Он падал густыми хлопьями, словно ждал своего часа последние почти два месяца, медленно опускался на землю и не таял. Город затих под снегом, убавил громкость, даже фонари, кажется, потускнели. Не было слышно ни музыки, ни машин, и воздух потрясающе пах зимой.
Я сунула сигарету в рот и щелкнула зажигалкой, подождала, пока загорится оранжевый огонек, пожирающий табак и бумагу, и выдохнула дым в холодный воздух. Пальцы, конечно, мерзли, но перчатки я не носила — боялась потерять. Карманы и рукава надежнее. Дым — тоже сойдет.

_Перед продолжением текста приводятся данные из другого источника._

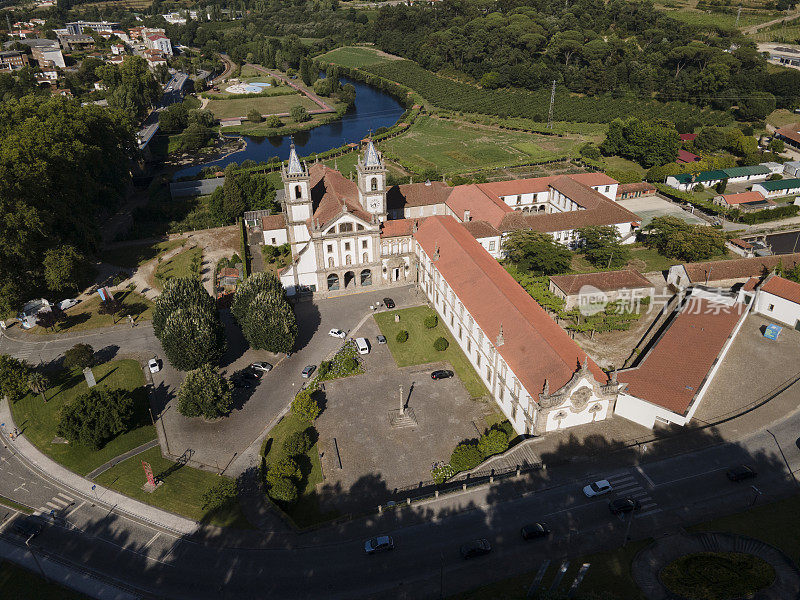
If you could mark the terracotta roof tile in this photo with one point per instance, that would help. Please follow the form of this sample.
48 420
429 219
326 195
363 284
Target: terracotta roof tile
493 299
675 369
608 281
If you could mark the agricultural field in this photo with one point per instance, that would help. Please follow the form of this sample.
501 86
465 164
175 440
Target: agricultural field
266 105
452 147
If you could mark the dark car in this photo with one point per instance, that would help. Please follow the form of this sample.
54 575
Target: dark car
28 526
620 506
442 374
535 531
476 548
741 473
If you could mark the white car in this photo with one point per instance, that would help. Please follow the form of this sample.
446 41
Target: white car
598 488
68 303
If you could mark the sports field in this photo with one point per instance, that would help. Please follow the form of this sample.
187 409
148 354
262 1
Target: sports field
453 147
266 105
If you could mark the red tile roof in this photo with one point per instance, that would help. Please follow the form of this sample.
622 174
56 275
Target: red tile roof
493 299
782 288
742 268
673 372
609 281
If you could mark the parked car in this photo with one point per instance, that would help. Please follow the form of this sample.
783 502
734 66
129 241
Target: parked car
620 506
382 543
441 374
534 531
68 303
476 548
741 473
598 488
28 526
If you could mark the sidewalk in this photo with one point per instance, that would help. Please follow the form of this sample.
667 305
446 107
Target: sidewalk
115 501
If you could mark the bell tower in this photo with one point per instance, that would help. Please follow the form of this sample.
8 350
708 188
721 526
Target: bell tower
372 182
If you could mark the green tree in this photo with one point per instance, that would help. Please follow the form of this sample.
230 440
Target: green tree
601 246
205 393
536 252
79 356
299 114
95 418
13 378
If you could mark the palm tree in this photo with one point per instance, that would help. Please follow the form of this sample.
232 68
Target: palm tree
38 384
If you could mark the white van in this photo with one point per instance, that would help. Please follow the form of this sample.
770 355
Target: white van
363 345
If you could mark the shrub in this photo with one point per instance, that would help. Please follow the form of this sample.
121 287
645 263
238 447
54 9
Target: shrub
441 344
492 442
283 490
466 456
298 443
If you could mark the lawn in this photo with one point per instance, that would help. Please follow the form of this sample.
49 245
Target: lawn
354 56
452 147
181 493
266 105
135 255
38 420
85 315
418 349
608 572
18 583
306 511
179 265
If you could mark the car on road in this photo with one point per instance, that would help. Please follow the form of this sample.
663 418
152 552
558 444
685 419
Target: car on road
475 548
68 303
598 488
382 543
441 374
741 473
28 526
534 531
620 506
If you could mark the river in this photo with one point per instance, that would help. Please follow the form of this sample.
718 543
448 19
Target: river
372 109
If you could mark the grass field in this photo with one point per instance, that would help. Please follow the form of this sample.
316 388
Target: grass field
20 584
86 316
266 105
418 350
452 147
136 255
354 56
38 420
181 493
306 511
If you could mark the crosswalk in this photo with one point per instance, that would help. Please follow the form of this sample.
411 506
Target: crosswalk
56 504
626 485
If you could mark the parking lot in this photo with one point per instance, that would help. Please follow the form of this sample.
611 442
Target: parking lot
375 457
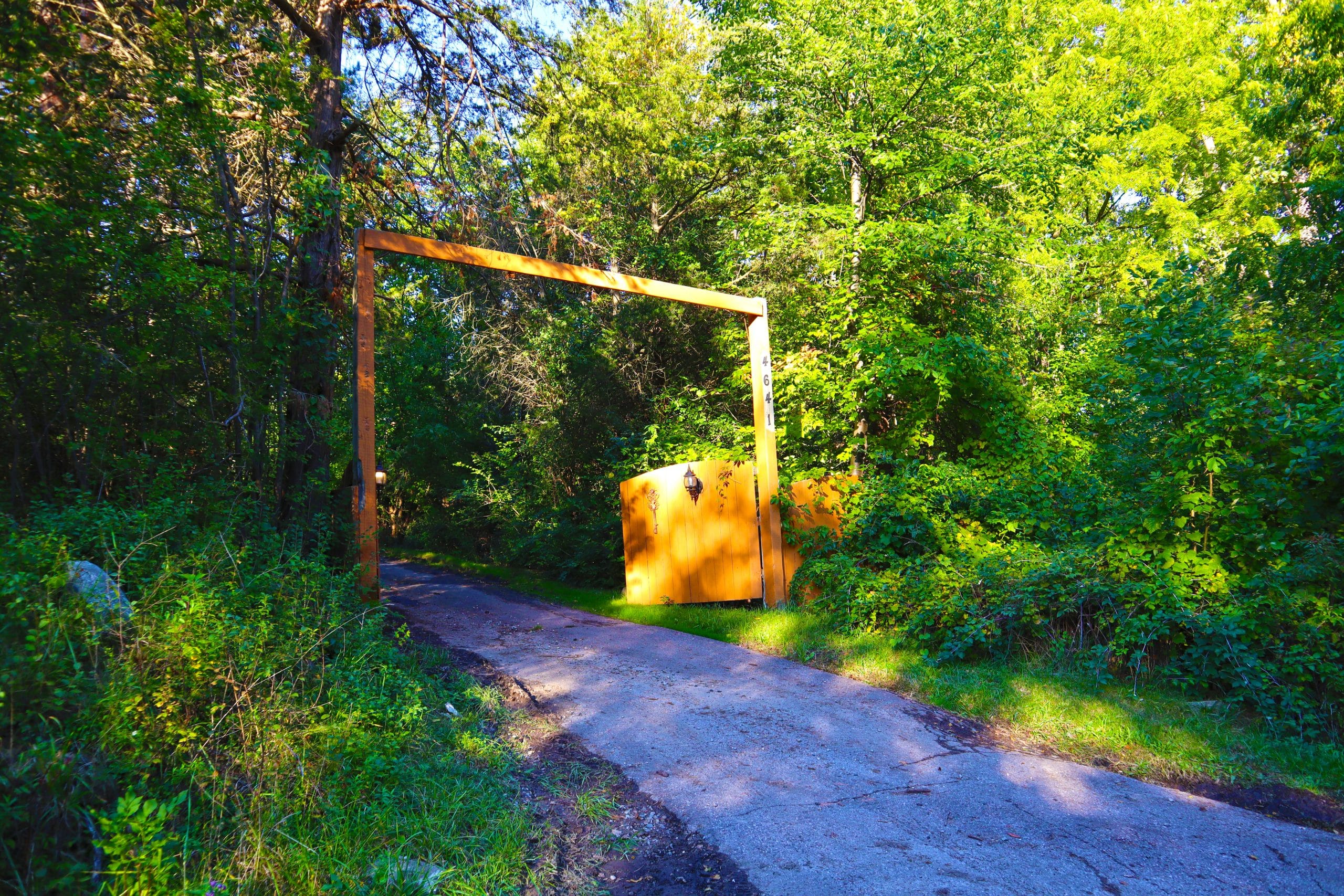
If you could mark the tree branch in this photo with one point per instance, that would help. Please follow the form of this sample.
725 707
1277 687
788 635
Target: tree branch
315 37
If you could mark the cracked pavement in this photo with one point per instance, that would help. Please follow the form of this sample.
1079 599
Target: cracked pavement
816 784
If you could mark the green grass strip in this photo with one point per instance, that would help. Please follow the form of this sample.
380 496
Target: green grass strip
1150 733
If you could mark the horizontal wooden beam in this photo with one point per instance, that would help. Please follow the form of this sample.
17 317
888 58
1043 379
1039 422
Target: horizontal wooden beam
405 245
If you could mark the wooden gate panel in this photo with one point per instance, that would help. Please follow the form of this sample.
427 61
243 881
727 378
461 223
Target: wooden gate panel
691 551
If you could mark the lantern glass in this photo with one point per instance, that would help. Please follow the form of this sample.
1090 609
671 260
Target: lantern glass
694 487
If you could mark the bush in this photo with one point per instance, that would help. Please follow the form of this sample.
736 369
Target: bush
250 729
964 563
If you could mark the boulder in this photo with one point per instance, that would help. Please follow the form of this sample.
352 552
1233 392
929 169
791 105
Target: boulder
97 589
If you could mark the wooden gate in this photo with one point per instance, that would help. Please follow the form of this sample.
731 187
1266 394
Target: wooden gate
691 549
704 543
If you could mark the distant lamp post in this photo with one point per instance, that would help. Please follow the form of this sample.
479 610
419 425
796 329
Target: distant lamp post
694 487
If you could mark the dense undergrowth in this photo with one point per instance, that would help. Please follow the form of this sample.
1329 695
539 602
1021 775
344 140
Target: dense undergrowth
252 729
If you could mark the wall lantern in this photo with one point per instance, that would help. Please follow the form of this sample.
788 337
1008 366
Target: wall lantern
694 487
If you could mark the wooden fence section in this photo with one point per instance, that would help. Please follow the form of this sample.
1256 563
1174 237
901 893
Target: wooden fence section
691 550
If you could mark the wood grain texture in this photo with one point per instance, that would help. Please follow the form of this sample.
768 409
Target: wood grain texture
683 551
557 270
768 468
365 505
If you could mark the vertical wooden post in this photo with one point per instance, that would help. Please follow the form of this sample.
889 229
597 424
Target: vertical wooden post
768 468
365 495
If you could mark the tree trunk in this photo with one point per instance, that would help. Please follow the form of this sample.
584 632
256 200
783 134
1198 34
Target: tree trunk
308 409
859 201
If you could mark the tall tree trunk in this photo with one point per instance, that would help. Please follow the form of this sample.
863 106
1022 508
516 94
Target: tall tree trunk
304 486
859 202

На другой стороне улицы шел большой, грузный мужчина, вокруг которого вилась и едва не подпрыгивала от радости такая же большая овчарка. За ними бежали две цепочки следов — степенная человеческая линия и собачьи петли. Ничего особенного. Ничего необычного. Ничего такого, чтобы я потом сказала, что получила в тот день одно или два предупреждения, знака, сигнала, что все пойдет не так.
Все всегда шло не так, если дело касалось меня.
Я выбросила сигарету, поправила на плече рюкзак и шагнула вперед, из-под козырька над крыльцом бара — в снежную кутерьму. Пришлось набросить на голову капюшон толстовки, потому что белые хлопья путались в волосах и начали таять.
Шапку я не носила, как и перчатки, по ровно той же причине.
Ключи от квартиры, где моя сестра снимала комнату, лежали в глубоком кармане куртки, запертые на надежную молнию — точно не выпадут. Там, в глубине лабиринта из проходных дворов, подворотен и арок, меня ждало маленькое личное одиночество, ноутбук с сериалом, шоколадка и тишина. Никаких подглядываний в экран. Никаких вопросов, на которые я бы не хотела отвечать: как дела в школе, которая уже давно не школа, какие планы, все ли я успеваю.
Декабрь перевалил за первую треть — канун сессии, разгар распродаж в торговых центрах, попробуй тут все успеть, если ты днем — студент, а вечером — супергерой за кассой. Я кое-как успевала, возвращаясь домой ближе к полуночи, усталая и голодная. Там, дома, на окраине большого-большого города, это всех раздражало.
Поэтому у меня были ключи от другого дома.
Официально я присматривала за цветами. Должен же был кто-то их поливать и говорить с ними, пока хозяйка — моя сестра, старшая и самая умная из нас всех, — уехала. По каким-то своим делам. Неофициально я получила возможность полторы недели отдохнуть от долгих поездок в метро, маминого стремления залезть в мои карманы, папиного осуждения и каверзных вопросов младшей сестры. Она, кстати, была самой красивой из нас.
А я родилась средней — и, кажется, несколько не задалась.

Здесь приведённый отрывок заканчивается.